Джорджия уставилась в пространство, и Китти не замедлила подвинуть тарелки с морковью, горошком, картошкой и грибами, так что теперь они окружали тарелку гостьи.
– Тебе положить?
– О да, пожалуйста.
Джорджия допила «Бакарди» с кокой, и Китти приготовила ей еще один.
—Миленькая кухня, – восхищалась Джорджия стенами, покрытыми обоями с экзотическими цветами, змеями, поющими птицами и обезьянами. – По мне, так лучших обоев я и иметь не хотела бы.
– Это Мередит сам сделал, – сказала Китти, – но Раннальдини описал, что мы хотим.

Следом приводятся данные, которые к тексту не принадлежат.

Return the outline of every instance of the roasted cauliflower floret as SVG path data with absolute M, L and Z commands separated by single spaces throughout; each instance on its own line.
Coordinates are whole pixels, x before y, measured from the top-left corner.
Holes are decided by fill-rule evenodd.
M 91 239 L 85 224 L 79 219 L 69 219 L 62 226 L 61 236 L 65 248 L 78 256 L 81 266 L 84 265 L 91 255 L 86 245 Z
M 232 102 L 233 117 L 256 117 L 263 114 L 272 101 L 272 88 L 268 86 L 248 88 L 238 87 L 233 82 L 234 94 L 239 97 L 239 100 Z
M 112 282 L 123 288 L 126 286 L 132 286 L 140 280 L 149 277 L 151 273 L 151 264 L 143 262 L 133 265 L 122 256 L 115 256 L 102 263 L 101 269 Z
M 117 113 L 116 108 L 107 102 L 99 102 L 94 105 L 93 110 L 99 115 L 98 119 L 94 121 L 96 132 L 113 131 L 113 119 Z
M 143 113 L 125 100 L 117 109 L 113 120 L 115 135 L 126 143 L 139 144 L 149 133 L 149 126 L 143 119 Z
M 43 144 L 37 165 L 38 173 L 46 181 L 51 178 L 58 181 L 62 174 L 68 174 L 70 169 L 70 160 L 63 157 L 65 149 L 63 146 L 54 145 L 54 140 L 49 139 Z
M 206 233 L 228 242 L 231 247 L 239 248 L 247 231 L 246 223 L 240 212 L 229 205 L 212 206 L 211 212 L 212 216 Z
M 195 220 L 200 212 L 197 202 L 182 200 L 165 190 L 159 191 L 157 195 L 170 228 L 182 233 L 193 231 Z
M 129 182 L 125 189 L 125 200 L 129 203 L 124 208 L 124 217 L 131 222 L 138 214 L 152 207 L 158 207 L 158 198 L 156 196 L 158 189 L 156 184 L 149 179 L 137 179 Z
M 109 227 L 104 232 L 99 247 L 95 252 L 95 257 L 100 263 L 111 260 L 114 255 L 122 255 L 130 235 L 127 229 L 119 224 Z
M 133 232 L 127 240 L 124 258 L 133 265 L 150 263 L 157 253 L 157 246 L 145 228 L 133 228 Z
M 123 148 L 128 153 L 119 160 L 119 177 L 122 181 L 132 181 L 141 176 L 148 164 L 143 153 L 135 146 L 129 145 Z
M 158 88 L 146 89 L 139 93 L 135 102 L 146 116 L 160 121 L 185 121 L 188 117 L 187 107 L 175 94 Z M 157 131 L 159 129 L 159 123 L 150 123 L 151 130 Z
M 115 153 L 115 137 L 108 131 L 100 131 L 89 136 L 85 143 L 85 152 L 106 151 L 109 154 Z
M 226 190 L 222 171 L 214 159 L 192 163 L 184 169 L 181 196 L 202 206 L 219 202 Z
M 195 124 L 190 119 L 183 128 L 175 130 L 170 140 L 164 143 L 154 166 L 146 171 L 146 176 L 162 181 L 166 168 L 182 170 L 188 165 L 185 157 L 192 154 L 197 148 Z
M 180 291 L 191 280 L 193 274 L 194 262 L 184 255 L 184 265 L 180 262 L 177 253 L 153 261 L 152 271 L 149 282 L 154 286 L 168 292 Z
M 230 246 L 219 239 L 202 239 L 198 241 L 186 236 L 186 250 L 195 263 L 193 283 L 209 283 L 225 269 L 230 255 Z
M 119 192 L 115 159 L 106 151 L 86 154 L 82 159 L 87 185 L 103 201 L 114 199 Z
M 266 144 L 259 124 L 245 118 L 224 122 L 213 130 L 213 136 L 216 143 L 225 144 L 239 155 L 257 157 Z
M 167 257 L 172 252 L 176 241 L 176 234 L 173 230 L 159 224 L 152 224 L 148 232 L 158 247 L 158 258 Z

– Ой как больно! – вскрикнула Джорджия, когда Динсдейл процарапал ей лапой бедро.
– Гай попросит Мередита достать обои, когда наш брак развалится, – продолжила она горько. – Прекрасная жена, прекрасная семья, прекрасный дом в деревне, прекрасный БМВ, прекрасная любовница. Он создал вокруг себя кольцо, отгораживавшее его от внешнего мира.
Она все крутила и крутила салфетку.
– Попробуй и съешь, Джорджия, – мягко сказала Китти. – Я не собираюсь совать нос в чужие дела, но тогда в церковном дворе ты выглядела очень несчастной.

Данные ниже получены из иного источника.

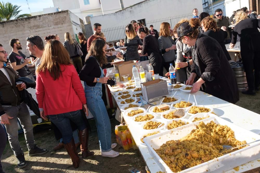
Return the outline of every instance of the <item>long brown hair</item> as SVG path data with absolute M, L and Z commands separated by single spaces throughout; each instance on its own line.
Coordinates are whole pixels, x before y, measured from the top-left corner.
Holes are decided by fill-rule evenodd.
M 58 40 L 48 41 L 44 48 L 41 63 L 37 68 L 37 74 L 41 71 L 48 70 L 54 80 L 60 77 L 62 72 L 61 65 L 72 64 L 69 53 L 62 44 Z
M 92 56 L 98 60 L 101 66 L 107 63 L 106 54 L 103 51 L 103 47 L 106 45 L 106 42 L 101 39 L 93 40 L 88 51 L 89 56 Z
M 162 22 L 160 26 L 160 36 L 164 37 L 171 36 L 171 31 L 169 29 L 169 27 L 171 26 L 170 24 L 168 22 Z
M 200 24 L 203 23 L 203 27 L 207 31 L 212 30 L 214 32 L 219 30 L 219 28 L 217 26 L 217 22 L 215 20 L 210 17 L 207 17 L 202 19 Z

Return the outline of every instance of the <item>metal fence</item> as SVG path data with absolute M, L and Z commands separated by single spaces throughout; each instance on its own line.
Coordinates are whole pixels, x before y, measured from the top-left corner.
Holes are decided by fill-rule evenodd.
M 212 13 L 211 11 L 209 13 Z M 200 13 L 199 14 L 199 15 Z M 149 29 L 149 26 L 152 25 L 154 28 L 159 32 L 160 31 L 160 26 L 163 22 L 168 22 L 171 25 L 172 28 L 173 28 L 180 20 L 182 19 L 187 18 L 190 19 L 193 16 L 192 14 L 183 14 L 177 16 L 173 17 L 168 17 L 162 19 L 154 19 L 151 20 L 146 21 L 146 26 Z M 109 28 L 102 29 L 102 32 L 104 32 L 107 42 L 113 41 L 116 41 L 121 39 L 124 39 L 126 36 L 125 32 L 126 25 L 119 26 L 116 26 Z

И как пущенная вода из крана, Джорджия выплеснула все свое несчастье. Китти выглядела перепуганной, когда монолог закончился.
– Трудно поверить, что Джулия показала дневник и рассказала обо всех этих вещах.
– Она была в смятении, она, видимо, любит Гая не меньше моего. Ничто в моей жизни меня так не огорчало.
– Должно быть, это своеобразное фатальное влечение.
– Фатальное безумие, – в отчаянии уточнила Джорджия. – Я не могу работать, и мы все больше погрязаем в долгах. Мне придется вернуть аванс за «Ант и Клео». Думаю, мне стоит переименовать ее в «Октавию» и написать от лица обманутой жены.
– Каждое утро, – продолжала Джорджия, закапав пол белым соусом и протянув кусочек грудки Динсдейлу, – я читала гороскопы Джулии, Гая и свой. Держу пари, Джулия делала то же самое. И тут мне стало тошно. Мы с Гаем так боимся друг до друга дотронуться, что, обходя, набиваем себе шишки о мебель. Понимаю, должна быть нежной и любящей, в постоянной готовности раздвинуть ноги, в противном случае он к ней вернется, но я никак не могу такой стать.